Somehow the question of how she decided I was a lesbian and why she thought it was her right to smuggle me to a perverted psychologist’s chamber of tortures got lost during her fit of self-involved moaning. That, in a nutshell, is my relationship with my mother. Meanwhile, Angie, who at the time of my name change and our subsequent lunch together, was living with a guy and so not into producing children that she’d had one abortion already, caught no flak. It didn’t help my offended sense of justice that all this was too typical.

“Mom wants to know why,” Angie said, “so be ready.” She picked up her empty water glass, took in a mouthful of ice, and started chewing, even as she held on to the Juicy Fruit.

“Did she tell you to set up this lunch?”

Angie glanced away. I kept my eyes on her, and my question, too.

“Maybe,” she said.

I sat back and let out a theatrical sigh. I made my shoulders droop. Actually, I wasn’t surprised at all.

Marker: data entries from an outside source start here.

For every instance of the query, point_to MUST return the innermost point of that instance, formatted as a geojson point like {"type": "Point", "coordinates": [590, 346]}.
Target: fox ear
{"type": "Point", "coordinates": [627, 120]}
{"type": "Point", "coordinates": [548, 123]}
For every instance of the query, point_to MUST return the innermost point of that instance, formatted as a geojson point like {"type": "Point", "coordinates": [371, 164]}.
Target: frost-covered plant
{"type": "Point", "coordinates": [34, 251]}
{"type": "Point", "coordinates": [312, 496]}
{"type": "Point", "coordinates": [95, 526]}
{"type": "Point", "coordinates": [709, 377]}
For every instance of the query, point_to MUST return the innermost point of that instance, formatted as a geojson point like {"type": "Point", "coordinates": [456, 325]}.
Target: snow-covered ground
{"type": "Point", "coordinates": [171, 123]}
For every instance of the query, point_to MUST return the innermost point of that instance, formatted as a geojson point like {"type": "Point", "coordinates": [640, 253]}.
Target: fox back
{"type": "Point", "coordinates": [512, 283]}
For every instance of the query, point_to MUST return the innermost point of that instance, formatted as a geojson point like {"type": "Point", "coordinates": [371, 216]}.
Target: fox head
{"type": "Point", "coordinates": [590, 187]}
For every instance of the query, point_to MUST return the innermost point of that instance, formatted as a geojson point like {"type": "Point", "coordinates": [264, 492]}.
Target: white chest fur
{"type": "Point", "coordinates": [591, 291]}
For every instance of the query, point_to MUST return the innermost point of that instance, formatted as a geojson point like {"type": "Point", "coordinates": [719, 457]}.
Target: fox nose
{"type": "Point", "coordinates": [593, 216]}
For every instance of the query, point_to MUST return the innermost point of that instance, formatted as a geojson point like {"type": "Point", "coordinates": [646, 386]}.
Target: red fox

“What business is it of yours to act as her secret agent?”

“None, really.”

“So why do you?”

She paused. She spread her arms.

“I don’t know. Maybe I like it?”

Her face was blank as dough. There was no sense trying to hold Angie accountable.

“Tell mom my new name carries a lot less baggage than my old one.”

Alarm passed across her eyes like headlights against a bedroom wall.

“I don’t think you want me to tell her that.”

“All right,” I said, “just tell her to call me.”


“No, mother. I don’t want you to set me up.”

We’d gotten past her outrage and were onto what really mattered: matchmaking.

“He’s a dentist.”

“So?”

“And he’s divorced.”

“That’s a plus?”

“At least you know he’s not gay.”

“Jesus Christ. Kind of a sore point.”

“And I don’t think there are kids involved.”

“Maybe he’s infertile.”

Silence.

“No, I don’t think that’s it.”

Of course she wouldn’t.

“But maybe you should ask him,” she said.

“When?”

“On your date.”

“I’m not going on any date.”

“Why not? Do you have a boyfriend, Rosa?”

“Eve.”

Dio mio.”

“That’s my name. Get used to it.”

“But why Eve, darling? She’s not even real. She’s a character.”

“It’s protean.”

Silence.

“Oh,” she said.

“You better tell him my real name, mother. Tell him my name is Eve. Tell him if he calls me Rosa one time, I’m not going out with him. I’m never even speaking to him again. Do you understand?”

I heard only silence, then a bothered stream of air.

“Do you understand, mother?”

Ti capisco!” she cried, as if I’d stabbed her with a kitchen knife.